Reliance on associational standing and universal relief, Thomas notes, "subverts the class-action mechanism" by providing a work-around to class-action rules and requirements and "creates the possibility of asymmetrical preclusion."

Associational standing may be justified and reconcilable with Article III constraints but, as Justice Thomas notes, such justification and reconciliation is not to be found in the Court's jurisprudence: "Despite its continued reliance on associational standing, the Court has yet to explain how the doctrine comports with Article III."

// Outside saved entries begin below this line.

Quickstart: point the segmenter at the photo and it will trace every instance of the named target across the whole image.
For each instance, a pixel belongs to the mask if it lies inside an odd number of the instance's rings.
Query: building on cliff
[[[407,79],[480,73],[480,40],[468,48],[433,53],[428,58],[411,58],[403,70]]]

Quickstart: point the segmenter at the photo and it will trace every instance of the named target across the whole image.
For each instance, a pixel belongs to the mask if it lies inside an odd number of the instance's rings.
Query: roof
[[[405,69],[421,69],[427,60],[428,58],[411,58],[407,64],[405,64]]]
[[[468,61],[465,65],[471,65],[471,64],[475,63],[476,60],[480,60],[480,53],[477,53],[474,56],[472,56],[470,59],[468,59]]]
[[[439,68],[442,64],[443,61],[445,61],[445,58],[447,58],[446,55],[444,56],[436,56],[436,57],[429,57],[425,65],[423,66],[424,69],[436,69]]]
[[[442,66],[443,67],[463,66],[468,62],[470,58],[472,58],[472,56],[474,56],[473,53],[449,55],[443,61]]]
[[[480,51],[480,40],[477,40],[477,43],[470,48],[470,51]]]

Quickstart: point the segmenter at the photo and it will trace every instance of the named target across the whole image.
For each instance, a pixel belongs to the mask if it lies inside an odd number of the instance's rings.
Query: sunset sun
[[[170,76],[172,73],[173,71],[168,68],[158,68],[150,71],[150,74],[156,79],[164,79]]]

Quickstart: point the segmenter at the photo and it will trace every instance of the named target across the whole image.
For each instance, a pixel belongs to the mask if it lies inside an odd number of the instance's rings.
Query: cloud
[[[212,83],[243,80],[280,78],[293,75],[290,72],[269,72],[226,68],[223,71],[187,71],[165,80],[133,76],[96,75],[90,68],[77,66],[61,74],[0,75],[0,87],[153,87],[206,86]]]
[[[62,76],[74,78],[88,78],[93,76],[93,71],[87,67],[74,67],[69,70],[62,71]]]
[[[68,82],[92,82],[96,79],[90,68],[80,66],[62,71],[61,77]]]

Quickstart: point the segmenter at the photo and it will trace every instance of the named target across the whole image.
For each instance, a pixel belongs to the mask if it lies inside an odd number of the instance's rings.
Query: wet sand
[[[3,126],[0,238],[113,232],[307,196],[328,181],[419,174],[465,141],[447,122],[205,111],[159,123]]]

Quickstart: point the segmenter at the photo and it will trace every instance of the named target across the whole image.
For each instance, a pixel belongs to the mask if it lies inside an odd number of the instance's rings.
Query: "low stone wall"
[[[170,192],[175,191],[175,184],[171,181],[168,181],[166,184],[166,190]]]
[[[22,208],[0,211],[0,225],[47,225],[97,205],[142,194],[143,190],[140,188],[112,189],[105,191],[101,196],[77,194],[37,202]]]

Justice Thomas is not the only one raising questions about associational standing. Andrew Hessick and Michael Morley make the case in opposition in a forthcoming University of Chicago Law Review article titled, appropriately enough "Against Associational Standing."

Justice Thomas concludes:

No party challenges our associational-standing doctrine today. That is understandable; the Court consistently applies the doctrine, discussing only the finer points of its operation. See, e.g., Students for Fair Admissions, Inc. v. President and Fellows of Harvard College, 600 U. S. 181, 199–201 (2023). In this suit, rejecting our associational standing doctrine is not necessary to conclude that the plaintiffs lack standing. In an appropriate case, however, the Court should address whether associational standing can be squared with Article III's requirement that courts respect the bounds of their judicial power.